21 avril 2026
Je Veux Vivre : Des centaines de combattants étrangers de 47 pays capturés en combattant pour la Russie - le Kremlin les abandonne en captivité ukrainienne

Selon le projet gouvernemental ukrainien « Je Veux Vivre », le centre unifié de traitement des demandes de reddition du personnel militaire russe, des centaines de ressortissants étrangers de 47 pays se sont rendus aux forces ukrainiennes depuis le début de l'invasion à grande échelle de la Russie, exposant le réseau mondial de recrutement de mercenaires du Kremlin tandis que Moscou refuse de les rapatrier.
Les mercenaires étrangers restent une pierre angulaire de la propagande russe. Les porte-parole des Forces armées russes prétendent régulièrement que des milliers de mercenaires britanniques sont tués en un seul jour, des voix polonaises à la radio, et des forces spéciales françaises opéreraient prétendument dans tous les immeubles civils que les missiles russes détruisent dans les villes ukrainiennes.

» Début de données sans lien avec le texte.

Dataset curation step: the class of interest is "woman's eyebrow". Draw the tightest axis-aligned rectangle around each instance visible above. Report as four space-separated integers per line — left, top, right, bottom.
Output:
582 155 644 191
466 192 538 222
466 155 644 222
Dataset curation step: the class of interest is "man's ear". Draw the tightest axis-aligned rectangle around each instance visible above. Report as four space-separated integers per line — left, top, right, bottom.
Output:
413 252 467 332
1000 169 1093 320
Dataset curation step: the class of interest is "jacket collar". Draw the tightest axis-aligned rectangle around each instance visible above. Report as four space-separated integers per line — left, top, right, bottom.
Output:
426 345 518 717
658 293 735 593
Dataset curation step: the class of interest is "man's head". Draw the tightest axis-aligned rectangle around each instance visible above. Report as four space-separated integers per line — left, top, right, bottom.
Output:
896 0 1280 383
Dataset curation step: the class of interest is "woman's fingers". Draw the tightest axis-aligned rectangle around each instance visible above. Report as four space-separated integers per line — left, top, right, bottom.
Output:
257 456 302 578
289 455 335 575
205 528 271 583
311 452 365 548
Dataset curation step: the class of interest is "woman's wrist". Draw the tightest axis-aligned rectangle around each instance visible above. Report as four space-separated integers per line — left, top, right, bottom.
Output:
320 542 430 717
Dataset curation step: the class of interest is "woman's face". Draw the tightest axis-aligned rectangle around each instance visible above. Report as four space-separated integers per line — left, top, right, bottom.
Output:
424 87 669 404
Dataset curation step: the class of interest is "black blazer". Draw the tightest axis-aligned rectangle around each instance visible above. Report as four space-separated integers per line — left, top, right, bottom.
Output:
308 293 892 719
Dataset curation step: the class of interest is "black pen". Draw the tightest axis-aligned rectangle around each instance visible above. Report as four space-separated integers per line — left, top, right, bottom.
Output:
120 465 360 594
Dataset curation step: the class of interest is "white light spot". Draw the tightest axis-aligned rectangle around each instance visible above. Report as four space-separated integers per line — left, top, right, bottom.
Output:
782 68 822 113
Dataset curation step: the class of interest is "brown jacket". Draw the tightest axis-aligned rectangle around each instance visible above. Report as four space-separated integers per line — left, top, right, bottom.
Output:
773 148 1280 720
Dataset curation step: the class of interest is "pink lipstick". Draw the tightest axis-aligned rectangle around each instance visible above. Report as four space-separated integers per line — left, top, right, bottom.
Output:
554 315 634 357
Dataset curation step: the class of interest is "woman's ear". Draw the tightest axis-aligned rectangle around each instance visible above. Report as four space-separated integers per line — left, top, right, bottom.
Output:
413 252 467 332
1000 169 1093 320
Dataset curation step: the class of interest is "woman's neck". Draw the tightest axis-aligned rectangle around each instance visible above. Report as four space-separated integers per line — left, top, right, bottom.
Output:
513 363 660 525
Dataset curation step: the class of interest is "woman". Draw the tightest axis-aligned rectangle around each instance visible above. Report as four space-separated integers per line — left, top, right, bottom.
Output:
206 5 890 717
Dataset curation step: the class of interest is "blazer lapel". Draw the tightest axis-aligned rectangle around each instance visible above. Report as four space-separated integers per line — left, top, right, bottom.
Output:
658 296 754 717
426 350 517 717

Cette technique s'appelle le « miroir » - attribuer ses propres actions, intentions et crimes à l'adversaire. La Russie a commencé à recruter des étrangers en 2022 parallèlement au recrutement de prisonniers dans les prisons. Initialement, le soi-disant groupe Wagner PMC s'occupait de ce travail, fonctionnant comme couverture pour la Direction du renseignement militaire de l'État-major général russe. Après l'élimination de Prigojine et de la direction du groupe Wagner, le recrutement est entièrement passé sous le contrôle du ministère russe de la Défense.
En Russie, les cibles principales sont devenues les migrants de travail d'Asie centrale, à qui on promettait de l'argent et la citoyenneté russe, ou qui étaient placés dans des conditions les forçant à choisir entre la prison ou l'expulsion et la signature d'un contrat.
Sur les « fronts éloignés », les principales cibles sont devenues les régions les plus pauvres, principalement dans les pays du soi-disant Sud global. La Russie achète effrontément des gens dans les pays que sa propagande qualifie d'amis. Le recrutement a augmenté de façon exponentielle. En 2022, les étrangers dans les Forces armées russes étaient au nombre de quelques dizaines. En 2023, au moins 3 808 personnes ont signé des contrats (sur la base uniquement des données personnelles disponibles). En 2024, la Russie a réussi à recruter 8 265 personnes, et en 2025 - 13 997. Selon les données disponibles, le plan 2026 prévoit 18 500 citoyens étrangers.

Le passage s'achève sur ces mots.